—Ya no puedo más —dijo Nick en voz alta.
Estaba de pie, ante la ventana de su despacho del bufete Todd, Scanlon, Klein & Todd, mirando la calle, que se encontraba treinta pisos más abajo. Los coches desaparecían en el túnel que comunicaba la calle Cuarenta con la Treinta y tres, bajo Park Avenue South. «La única diferencia entre los coches y yo, es que yo estoy atascado en el túnel —pensó—. Los coches salen por el otro lado».
Había pasado la mañana en la sala de conferencias, trabajando en el caso Hunter. «Hunter va a salir libre como un pajarito y yo habré colaborado a que eso sea posible». La certidumbre le daba náuseas.

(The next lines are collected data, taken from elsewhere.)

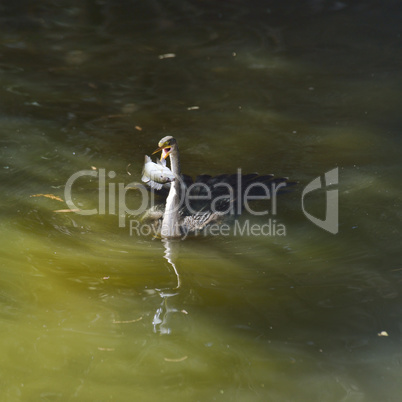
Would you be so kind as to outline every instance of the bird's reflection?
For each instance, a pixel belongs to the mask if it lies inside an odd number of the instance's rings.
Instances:
[[[181,281],[179,272],[176,269],[176,261],[179,256],[180,240],[168,240],[162,239],[162,243],[165,246],[165,253],[163,257],[167,260],[172,267],[174,274],[176,275],[177,286],[174,289],[180,289]]]
[[[174,313],[182,313],[182,310],[178,310],[169,305],[171,304],[171,299],[174,296],[179,295],[181,287],[180,274],[176,268],[180,240],[163,239],[162,243],[165,246],[163,257],[167,260],[169,268],[173,270],[173,273],[176,276],[176,286],[174,288],[156,289],[159,296],[162,298],[162,303],[155,312],[152,325],[155,333],[159,332],[162,335],[166,335],[171,333],[171,328],[169,327],[170,316]]]

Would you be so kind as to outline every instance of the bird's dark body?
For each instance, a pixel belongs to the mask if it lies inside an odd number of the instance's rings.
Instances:
[[[273,186],[279,188],[277,194],[280,194],[289,191],[295,184],[287,178],[257,173],[219,176],[202,174],[195,180],[191,176],[181,175],[183,196],[179,207],[180,231],[187,235],[199,232],[211,224],[233,221],[244,210],[244,194],[247,189],[247,197],[252,199],[267,196],[267,189],[271,191]],[[160,191],[150,189],[157,195],[157,203],[145,213],[144,220],[156,224],[162,222],[169,189],[170,183]]]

«No quiero herir a papá, pero no puedo hacerlo», reconoció. Pensó en aquellas antiguas y sabias palabras: «Por encima de todo, has de ser fiel a ti mismo y, así como el día sigue a la noche, no puedes engañar a ningún hombre».
«Ya no puedo seguir engañándome a mí mismo. Este no es mi lugar. No quiero estar aquí. Quiero procesar a esos crápulas, no defenderlos».

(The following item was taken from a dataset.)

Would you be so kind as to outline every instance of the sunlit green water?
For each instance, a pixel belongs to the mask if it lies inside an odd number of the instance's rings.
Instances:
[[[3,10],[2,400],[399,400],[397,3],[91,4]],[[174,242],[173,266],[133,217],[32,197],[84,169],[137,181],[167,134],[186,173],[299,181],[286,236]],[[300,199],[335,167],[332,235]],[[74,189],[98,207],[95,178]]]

Oyó que la puerta de su despacho se abría. Sólo una persona lo haría sin llamar antes. Se volvió poco a poco. Tal como esperaba, era su padre.
—Nick, tenemos que hacer algo acerca de Emily Graham. Debía de estar loco cuando le dije que podía esperar hasta el 1 de mayo para empezar a trabajar. Acabamos de aceptar un caso que le va como anillo al dedo. Quiero que vayas a Spring Lake y le digas que la necesitamos aquí antes de una semana.
Emily Graham. El pensamiento que había sorprendido a Nick cuando la vio en acción en el tribunal pasó por su mente. Emily y su padre eran tal para cual. Habían nacido para ser abogados defensores.
Había estado a punto de decirle a su padre que dimitía.
«Puedo esperar un poco más —decidió—. Pero en cuanto Emily Graham se incorpore, me largo de aquí».